Page 18 - Bidadari-Bidadari Surga-TereLiye
P. 18
www.rajaebookgratis.com
Gerakan tangan Yashinta yang sedang mengenakan tas kecilnya terhenti. Matanya membulat.
Bertanya ingin-tahu.
" Wibisana! Ikanuri!"
Mamak Lainuri mendesis. Menyuruh dua sigung nakal itu diam.
Kedua anak lelaki itu kompak tertawa. Nyengir. Jangan pernah cerita sesuatu ke
Yashinta. Adik terkecil mereka benar-benar tipikal anak yang suka penasaran. Ingin tahu
segalanya. Tentu saja mereka tadi hanya bergurau. Seperti biasa mudah sekali menggoda
Yashinta. Tapi Mamak Lainuri tidak suka gurauan mereka. Tidak pantas menjadikan
'harimau' sebagai bahan bergurau.
"Lais berangkat, Mak. Assalammualaikum—"
"Waalaikumsalam. Jaga adikmu. Dan pulang segera, Lais. Hari ini banyak pekerjaan di
ladang!"
Gadis tanggung berumur enam belas tahun itu mengangguk. Sigap melangkah menuruni
anak tangga. Yushinta langsung ngintil mengikuti. Lihatlah, meski baru enam tahun,
Yashinta benar, ia sudah cukup besar untuk urusan ini. Tangkas menjejak rumput yang masih
berbilur kristal embun. Tubuhnya meski terlihat kecil dan ringkih, tidak kalah atletisnya
dibanding Kak Laisa yang gendut dan gempal.
Hutan, semakin lama semakin lebat.
Hiruk-pikuk burung memenuhi atas kepala semakin ramai. Seperti orkestra. Ada yang
berdengking, berkicau, bernyanyi, bahkan ada yang seperti ngoceh tanpa henti. Itu burung si
penggosip. Sibuk bicara, meski tidak penting. Dengking uwa (semacam monyet) dari
kejauhan menimpali. Kuak suara ayam hutan. Nyamuk besar-besar berdesing di atas kepala.
Sarang laba-laba. Mereka sudah berjalan hampir satu jam. Menyusuri jalan setapak yang
kadang ada, kadang hilang di tengah hutan.
"Masih jauh, Kak?"
Kak Laisa tidak menjawab.
"Masih jauh, Kak?"
"Ssst—" Kak Laisa menghentikan langkahnya.

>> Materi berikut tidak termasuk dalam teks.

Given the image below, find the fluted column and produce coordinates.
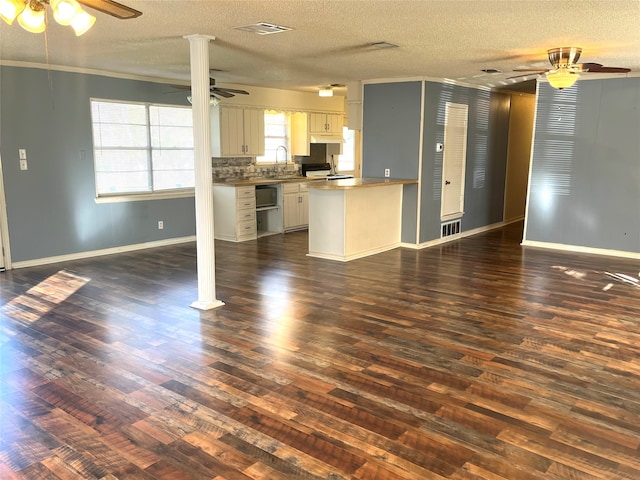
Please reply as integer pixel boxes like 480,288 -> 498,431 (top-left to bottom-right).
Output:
185,35 -> 224,310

Yashinta yang sedikit kaget karena Kak Laisa berhenti mendadak, memegang lengan Kak
Laisa dari belakang. Ingin tahu. Menyeruak ke depan. Tapi Kak Laisa malah menahan
kepalanya. Mendelik menyuruhnya tetap di belakang. Dan tentu saja memberi kode: jangan
berisik. Mereka sejak lima belas menit tadi sudah turun dari jalan setapak, menyusuri sungai
kecil berbatu-batu itu.
Kak Laisa melanjutkan langkahnya pelan-pelan. Yashinta mengerti, tidak perlu dijelaskan
dua kali, ikut melakukannya. Menghilangkan suara kecipak kaki di atas air. Lima belas
meter. Kak Laisa melangkah mengendap-endap menaiki tepi sungai. Yashinta tanpa banyak
bicara ikut. Kalau sudah begini, berang-berang itu pasti sudah dekat, deh. Yashinta nyengir
lebar. Juga ikut mendekam di balik sebatang pohon besar, di belakang Kak Laisa.

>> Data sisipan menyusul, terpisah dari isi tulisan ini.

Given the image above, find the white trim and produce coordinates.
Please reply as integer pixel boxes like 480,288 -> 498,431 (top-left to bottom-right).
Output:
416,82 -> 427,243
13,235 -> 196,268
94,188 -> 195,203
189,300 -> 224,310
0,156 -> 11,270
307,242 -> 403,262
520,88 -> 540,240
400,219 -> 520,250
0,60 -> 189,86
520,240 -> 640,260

"Di depan sana—" Kak Laisa berbisik.
Wajah Yashinta sudah merah saking antusiasnya. Ia melapas caping anyamannya
(kepalanya gerah) lantas merangkak mengintip dari balik batang besar itu. Mana? Mana?
Mana? Suara getas ranting patah terdengar. Kak Laisa meucubit lengannya.

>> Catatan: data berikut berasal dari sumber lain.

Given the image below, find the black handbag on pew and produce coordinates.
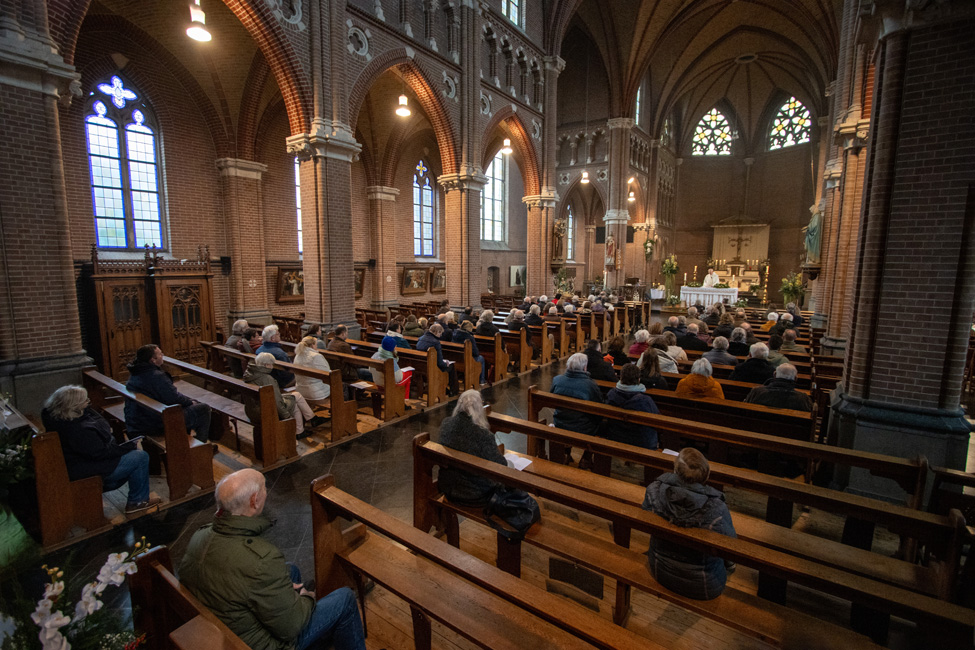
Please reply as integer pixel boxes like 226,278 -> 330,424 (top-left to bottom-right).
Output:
484,485 -> 542,542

"Jangan berisik!" Mendesis.
Yashinta manyun sebentar. Kan tidak sengaja. Merangkak lebih hati-hati. Memperhatikan
tempat yang ditunjuk Kak Laisa. Memang ada bendungan tiga-lima meter di depan mereka.
Bendungan dari batang roboh yang persis melintang di tengah sungai. Yang sekarang
dipenuhi dedaunan, ranting-ranting, dan tanah liat.
Mana anak berang-berangnya? Yang ada hanya dua ekor burung Meninting. Sibuk
bercengkerama di atas bebatuan. Loncat-loncat. Mengembangkan sayap indah hitam
bergaris-garis putih milik mereka. Saling menggoda.